Contrairement aux affirmations de Adnen Mansar, la Belgique n'a pas décidé la conversion ou l'annulation de la dette tunisienne. La question est encore en discussion.

Par Wajdi Khalifa, correspondant à Bruxelles

Début avril dernier, le président provisoire de la république Moncef Marzouki a profité de sa participation aux travaux du 4e Sommet Union Européenne-Afrique à Bruxelles pour demander au gouvernement belge d'annuler les dettes tunisiennes ou de les convertir en projets d'investissement.

L'effet d'annonce

A l'issue d'une conférence de presse, tenue le 5 avril, le porte-parole de la présidence de la république a assuré que les milieux officiels en Belgique avaient accepté la demande du président provisoire de la république de convertir les dettes de la Tunisie envers la Belgique en projets de développement. C'est une demi-vérité ou, plutôt, un demi-mensonge. Pour redorer l'image de son patron...

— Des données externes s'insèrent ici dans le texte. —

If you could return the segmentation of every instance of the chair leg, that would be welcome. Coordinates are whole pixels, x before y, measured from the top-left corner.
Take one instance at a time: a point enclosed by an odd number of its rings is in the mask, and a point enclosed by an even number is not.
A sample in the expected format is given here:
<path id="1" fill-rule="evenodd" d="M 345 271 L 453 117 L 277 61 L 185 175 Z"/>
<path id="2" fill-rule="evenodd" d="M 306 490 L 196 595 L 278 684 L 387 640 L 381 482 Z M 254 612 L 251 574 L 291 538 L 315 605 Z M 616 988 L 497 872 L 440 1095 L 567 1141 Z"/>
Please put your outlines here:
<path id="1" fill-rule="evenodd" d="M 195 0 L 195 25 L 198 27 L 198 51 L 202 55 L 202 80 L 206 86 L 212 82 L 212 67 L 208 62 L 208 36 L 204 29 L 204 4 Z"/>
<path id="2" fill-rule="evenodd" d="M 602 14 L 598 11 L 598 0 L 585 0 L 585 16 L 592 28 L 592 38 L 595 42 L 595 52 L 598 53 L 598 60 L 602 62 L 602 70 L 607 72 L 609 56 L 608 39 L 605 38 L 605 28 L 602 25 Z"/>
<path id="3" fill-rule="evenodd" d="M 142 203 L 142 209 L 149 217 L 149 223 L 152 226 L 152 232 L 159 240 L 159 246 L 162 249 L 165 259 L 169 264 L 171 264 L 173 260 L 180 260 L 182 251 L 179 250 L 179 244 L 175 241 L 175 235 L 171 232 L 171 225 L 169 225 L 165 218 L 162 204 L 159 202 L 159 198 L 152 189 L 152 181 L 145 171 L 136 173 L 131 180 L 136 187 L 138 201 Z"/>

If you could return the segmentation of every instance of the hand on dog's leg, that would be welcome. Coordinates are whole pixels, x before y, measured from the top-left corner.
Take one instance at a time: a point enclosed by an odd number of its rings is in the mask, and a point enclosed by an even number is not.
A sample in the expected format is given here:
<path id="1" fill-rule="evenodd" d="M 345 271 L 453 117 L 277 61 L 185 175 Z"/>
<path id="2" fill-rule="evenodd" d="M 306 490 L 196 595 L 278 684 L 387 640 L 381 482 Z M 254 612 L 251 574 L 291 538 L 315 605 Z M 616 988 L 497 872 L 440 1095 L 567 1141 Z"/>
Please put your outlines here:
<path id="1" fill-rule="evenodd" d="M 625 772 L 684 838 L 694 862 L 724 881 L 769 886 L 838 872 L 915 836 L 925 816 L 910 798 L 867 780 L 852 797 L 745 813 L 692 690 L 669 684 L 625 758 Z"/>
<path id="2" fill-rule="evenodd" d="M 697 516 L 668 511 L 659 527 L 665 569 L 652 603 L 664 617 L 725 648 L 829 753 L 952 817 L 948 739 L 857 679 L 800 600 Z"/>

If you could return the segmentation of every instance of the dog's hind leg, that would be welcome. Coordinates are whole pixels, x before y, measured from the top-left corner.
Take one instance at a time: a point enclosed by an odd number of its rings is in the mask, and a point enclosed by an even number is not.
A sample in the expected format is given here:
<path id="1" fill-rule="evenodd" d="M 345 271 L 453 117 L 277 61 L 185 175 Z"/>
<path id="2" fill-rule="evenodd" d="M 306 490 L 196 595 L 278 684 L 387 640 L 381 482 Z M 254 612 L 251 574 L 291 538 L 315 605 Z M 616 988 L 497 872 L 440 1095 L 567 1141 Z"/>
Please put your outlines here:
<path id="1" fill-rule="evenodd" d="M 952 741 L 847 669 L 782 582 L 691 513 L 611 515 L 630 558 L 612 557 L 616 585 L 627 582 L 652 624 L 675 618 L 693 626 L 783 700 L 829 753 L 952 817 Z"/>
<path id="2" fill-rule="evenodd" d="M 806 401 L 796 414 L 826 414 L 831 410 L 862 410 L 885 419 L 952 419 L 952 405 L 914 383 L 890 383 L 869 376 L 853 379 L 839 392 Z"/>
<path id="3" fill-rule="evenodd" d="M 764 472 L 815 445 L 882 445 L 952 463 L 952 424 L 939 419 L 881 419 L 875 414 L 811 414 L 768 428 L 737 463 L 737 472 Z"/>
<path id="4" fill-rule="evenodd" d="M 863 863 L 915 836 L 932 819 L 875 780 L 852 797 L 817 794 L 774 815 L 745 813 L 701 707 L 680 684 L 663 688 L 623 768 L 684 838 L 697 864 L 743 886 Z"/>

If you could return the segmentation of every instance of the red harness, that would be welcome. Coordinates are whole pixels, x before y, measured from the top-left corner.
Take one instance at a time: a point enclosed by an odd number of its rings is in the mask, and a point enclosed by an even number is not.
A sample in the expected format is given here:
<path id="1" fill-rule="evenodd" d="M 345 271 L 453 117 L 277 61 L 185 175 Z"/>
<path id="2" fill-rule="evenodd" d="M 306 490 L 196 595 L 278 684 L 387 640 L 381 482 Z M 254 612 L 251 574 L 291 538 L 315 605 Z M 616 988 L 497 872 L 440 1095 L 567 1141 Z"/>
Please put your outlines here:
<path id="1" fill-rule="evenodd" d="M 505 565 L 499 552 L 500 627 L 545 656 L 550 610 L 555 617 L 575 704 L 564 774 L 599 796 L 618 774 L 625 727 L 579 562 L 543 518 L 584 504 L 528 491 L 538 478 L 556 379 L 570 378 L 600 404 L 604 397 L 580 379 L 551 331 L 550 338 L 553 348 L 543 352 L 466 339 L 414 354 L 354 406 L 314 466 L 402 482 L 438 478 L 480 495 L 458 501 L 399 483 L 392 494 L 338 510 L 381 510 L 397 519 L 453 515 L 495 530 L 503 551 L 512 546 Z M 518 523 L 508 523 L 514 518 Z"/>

Contacté par Kapitalis, Christopher Barzal porte-parole du ministre belge de la Coopération au développement nuance (c'est un euphémisme) cette annonce. «L'accord de principe est toujours en discussion. Il faut une coordination de trois ministères belges: le ministère des Affaires étrangères, le ministère des Finances et celui de la Coopération au développement. Nous espérons arriver à un accord de principe avant le 25 mai, c'est-à-dire avant les prochaines élections en Belgique. Si cet accord est conclu avant cette date, la responsabilité de l'appliquer incombera au prochain gouvernement (issu des élections en préparation NDLR) qui pourra aussi décider de ne pas l'appliquer. Il y a un consensus de la coalition actuelle sur la question mais tout dépendra des résultats des élections».

En février dernier, lors d'une visite du président de l'Assemblée nationale constituante (ANC) Mustapha Ben Jaafar à Bruxelles, le journal télévisé de la chaîne Watania 1 a annoncé, dans une séquence reprise par la page officielle du président de l'Assemblée, un accord sur la question de la dette tunisienne envers la Belgique. Or, une source officielle du gouvernement belge a, à l'époque, précisé à Kapitalis que la question avait été évoquée lors de la rencontre entre le Premier ministre belge Elio Di Rupo et le président de l'ANC, mais qu'il n'y avait toujours pas d'accord à ce sujet.

Ben-Jaafar-Belgique

Une question toujours pendante

La question de la dette tunisienne envers la Belgique est donc toujours pendante et reste en grande partie tributaire des résultats des prochaines élections en Belgique.

En juillet 2011, le Sénat belge avait adopté une résolution prévoyant un moratoire sur le remboursement de la dette bilatérale de la Tunisie envers la Belgique, y compris les intérêts, ainsi que d'un audit permettant d'examiner plus en détail les aspects qui relèveraient de la définition de la «dette odieuse» pour envisager une annulation de celle-ci.

Cette lenteur dans le processus d'annulation de la dette tunisienne par la Belgique n'a pas manqué de faire réagir plusieurs acteurs de la société civile en Belgique à l'instar de Renaud Vivien, secrétaire général du Comité pour l'annulation de la dette du tiers-monde (CADTM Belgique).

Dans une lettre, en janvier dernier, adressée au ministre belge des Finances Koen Geens, au sujet du paiement de la dette tunisienne, Renaud Vivien précisait qu'en attendant une éventuelle annulation de cette dette, il était «indispensable, compte tenu de la gravité de la crise en Tunisie, de suspendre le paiement de la dette tunisienne pendant la durée de réalisation de l'audit afin de donner la priorité aux besoins de la population, comme le demande la résolution du Sénat».

Notons, par ailleurs, que la coopération belge au développement se concentre sur une liste de 18 pays dont ne fait pas partie la Tunisie. L'Algérie, le Maroc et la Palestine bénéficient de cette coopération étroite du gouvernement belge.

Malgré cette situation, Christopher Barzalse se veut rassurant: «Certes, la Tunisie n'est pas un pays prioritaire de la coopération belge au développement mais l'aide de la Belgique reste tout de même importante».